From the Kantō region to the Kinki region, along with Kōchi Prefecture, there are legends of okuri-ōkami (送り狼; literally, 'sending-off wolf'). Like the okuri-inu, they are feared as a yōkai that stalk you on mountain roads and passes that are said to eat its victims when they fall over, but can actually protect people from danger if they are treated correctly. According to the Honchō shokkan (本朝食鑑; literally, 'A record of Japanese food'), if you beg for your life without fighting back, the okuri-ōkami will save you from harm from the beasts in the mountain.
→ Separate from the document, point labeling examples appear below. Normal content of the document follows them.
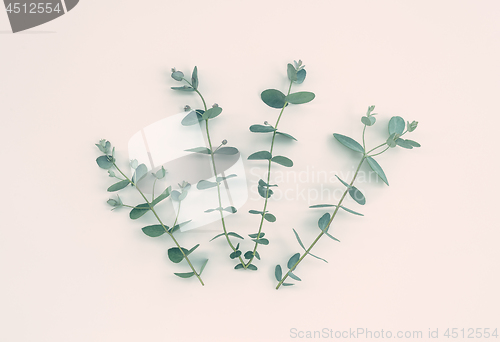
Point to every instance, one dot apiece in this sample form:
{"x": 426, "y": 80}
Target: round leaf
{"x": 357, "y": 195}
{"x": 378, "y": 170}
{"x": 273, "y": 98}
{"x": 105, "y": 162}
{"x": 293, "y": 260}
{"x": 154, "y": 230}
{"x": 323, "y": 221}
{"x": 396, "y": 125}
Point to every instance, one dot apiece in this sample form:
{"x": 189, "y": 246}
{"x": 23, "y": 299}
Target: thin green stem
{"x": 153, "y": 195}
{"x": 268, "y": 180}
{"x": 364, "y": 146}
{"x": 215, "y": 175}
{"x": 161, "y": 223}
{"x": 327, "y": 226}
{"x": 376, "y": 154}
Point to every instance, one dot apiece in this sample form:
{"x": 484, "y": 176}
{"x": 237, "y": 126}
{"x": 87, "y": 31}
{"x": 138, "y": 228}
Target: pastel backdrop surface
{"x": 425, "y": 255}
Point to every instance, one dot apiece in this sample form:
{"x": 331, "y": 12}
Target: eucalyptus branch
{"x": 176, "y": 254}
{"x": 396, "y": 130}
{"x": 275, "y": 99}
{"x": 204, "y": 116}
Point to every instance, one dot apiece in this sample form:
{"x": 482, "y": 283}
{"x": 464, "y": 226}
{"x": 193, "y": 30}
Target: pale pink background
{"x": 424, "y": 256}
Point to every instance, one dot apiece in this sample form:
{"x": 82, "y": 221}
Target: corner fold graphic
{"x": 26, "y": 14}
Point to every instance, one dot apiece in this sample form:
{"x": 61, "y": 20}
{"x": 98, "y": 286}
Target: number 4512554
{"x": 33, "y": 8}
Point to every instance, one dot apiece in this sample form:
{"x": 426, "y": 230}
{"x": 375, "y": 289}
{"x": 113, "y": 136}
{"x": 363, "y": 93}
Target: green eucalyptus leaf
{"x": 192, "y": 249}
{"x": 270, "y": 217}
{"x": 278, "y": 273}
{"x": 264, "y": 192}
{"x": 261, "y": 155}
{"x": 273, "y": 98}
{"x": 323, "y": 221}
{"x": 357, "y": 195}
{"x": 139, "y": 210}
{"x": 230, "y": 234}
{"x": 227, "y": 150}
{"x": 413, "y": 143}
{"x": 252, "y": 267}
{"x": 204, "y": 184}
{"x": 293, "y": 260}
{"x": 390, "y": 141}
{"x": 396, "y": 125}
{"x": 194, "y": 78}
{"x": 298, "y": 239}
{"x": 261, "y": 241}
{"x": 301, "y": 76}
{"x": 175, "y": 255}
{"x": 347, "y": 185}
{"x": 187, "y": 275}
{"x": 349, "y": 142}
{"x": 105, "y": 162}
{"x": 203, "y": 266}
{"x": 162, "y": 196}
{"x": 254, "y": 236}
{"x": 183, "y": 88}
{"x": 261, "y": 129}
{"x": 235, "y": 254}
{"x": 282, "y": 161}
{"x": 300, "y": 97}
{"x": 291, "y": 72}
{"x": 202, "y": 150}
{"x": 118, "y": 186}
{"x": 192, "y": 118}
{"x": 154, "y": 230}
{"x": 403, "y": 143}
{"x": 212, "y": 113}
{"x": 378, "y": 170}
{"x": 286, "y": 135}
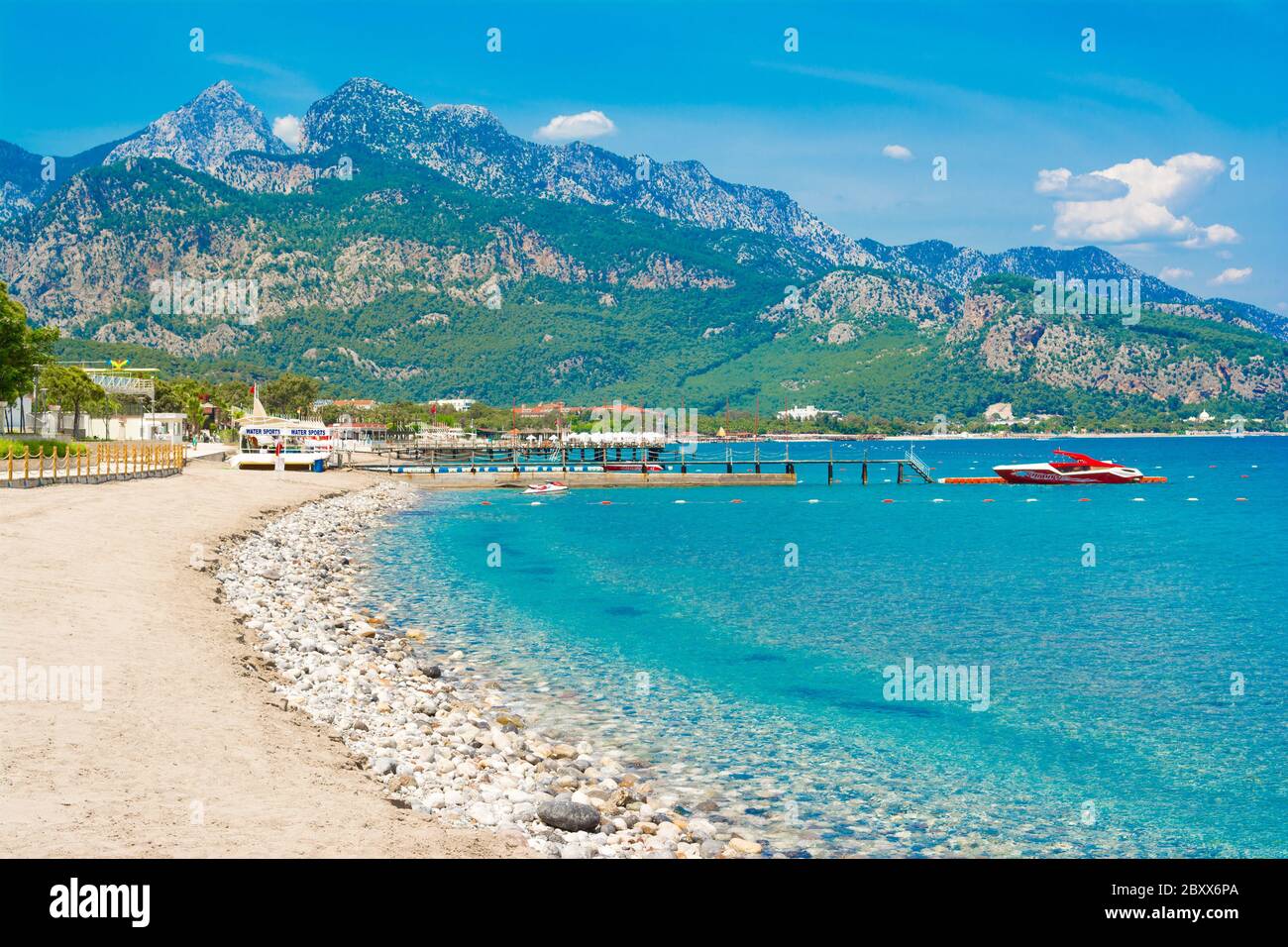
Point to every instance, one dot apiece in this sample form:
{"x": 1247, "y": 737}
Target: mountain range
{"x": 406, "y": 250}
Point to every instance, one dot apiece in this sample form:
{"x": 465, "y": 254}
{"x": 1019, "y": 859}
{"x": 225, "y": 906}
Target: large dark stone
{"x": 572, "y": 817}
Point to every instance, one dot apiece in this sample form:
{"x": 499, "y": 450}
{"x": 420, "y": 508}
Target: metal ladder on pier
{"x": 917, "y": 466}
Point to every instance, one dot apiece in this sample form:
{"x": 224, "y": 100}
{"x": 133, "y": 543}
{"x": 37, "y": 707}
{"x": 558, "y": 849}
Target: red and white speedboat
{"x": 1078, "y": 470}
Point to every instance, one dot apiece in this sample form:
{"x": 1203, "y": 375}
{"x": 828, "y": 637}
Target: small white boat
{"x": 262, "y": 438}
{"x": 545, "y": 488}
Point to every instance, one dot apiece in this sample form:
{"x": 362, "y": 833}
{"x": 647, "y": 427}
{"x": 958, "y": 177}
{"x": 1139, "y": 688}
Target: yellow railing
{"x": 114, "y": 460}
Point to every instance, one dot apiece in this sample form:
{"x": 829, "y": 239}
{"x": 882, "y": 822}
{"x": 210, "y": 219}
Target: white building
{"x": 805, "y": 414}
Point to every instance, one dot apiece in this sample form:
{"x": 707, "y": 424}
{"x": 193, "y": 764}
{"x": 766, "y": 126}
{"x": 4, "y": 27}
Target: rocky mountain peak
{"x": 202, "y": 133}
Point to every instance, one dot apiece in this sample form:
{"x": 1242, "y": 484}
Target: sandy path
{"x": 189, "y": 755}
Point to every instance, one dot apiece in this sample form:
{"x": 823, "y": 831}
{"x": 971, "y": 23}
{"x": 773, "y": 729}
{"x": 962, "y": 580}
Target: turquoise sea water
{"x": 679, "y": 633}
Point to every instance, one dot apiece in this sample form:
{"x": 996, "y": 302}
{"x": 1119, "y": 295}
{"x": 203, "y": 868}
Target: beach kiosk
{"x": 303, "y": 445}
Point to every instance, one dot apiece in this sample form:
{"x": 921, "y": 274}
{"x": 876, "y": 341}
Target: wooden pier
{"x": 636, "y": 467}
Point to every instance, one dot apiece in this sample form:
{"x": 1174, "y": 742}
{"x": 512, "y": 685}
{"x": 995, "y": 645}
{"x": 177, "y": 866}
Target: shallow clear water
{"x": 679, "y": 633}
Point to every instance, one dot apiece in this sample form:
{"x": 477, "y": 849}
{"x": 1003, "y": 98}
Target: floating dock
{"x": 463, "y": 470}
{"x": 999, "y": 479}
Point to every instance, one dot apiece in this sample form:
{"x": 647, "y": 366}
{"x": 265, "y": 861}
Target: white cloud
{"x": 584, "y": 125}
{"x": 288, "y": 129}
{"x": 1078, "y": 187}
{"x": 1131, "y": 202}
{"x": 1232, "y": 274}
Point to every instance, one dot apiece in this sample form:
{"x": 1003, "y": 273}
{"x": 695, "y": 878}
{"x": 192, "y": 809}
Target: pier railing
{"x": 89, "y": 464}
{"x": 626, "y": 460}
The Wakan Sansai Zues entry on the wolf states that as the okuri-ōkami will jump many times over the heads of those travelling on mountain trails at night, it will not do any harm provided you are not afraid and do not resist. However, it will eat those who become scared and fall down. Also, they will flee at the smell of a burning fuse, so people travelling in the country should carry one at all times. As well as that, it says that doing something like speaking to the okuri-ōkami or casually smoking tobacco will cause it to escort you home without attacking you. Giving it its favourite food or a single sandal as thanks will then satisfy it and it will leave.

In places like the Izu Peninsula and Toda, there are tales of the okuri-itachi (送り鼬; literally, 'sending off weasel'), said to be a friend of the okuri-inu. Also a yōkai that follow travellers at night, if you throw a sandal at it, it will supposedly catch it and go away.

Furthermore, it is said that the Japanese wolf had a trait of following humans in order to monitor them. Yōkai investigator Kenji Murakami, too, has hypothesised that the okuri-ōkami is actually the Japanese wolf, and that tales of strange goings on or protecting people are merely convenient interpretations of the Japanese wolf's nature and traits.

The Japanese expression 'okuri-ōkami', which refers to people who gain a person's good will whilst harbouring bad intentions, or a man who follows a woman, originates from these legends.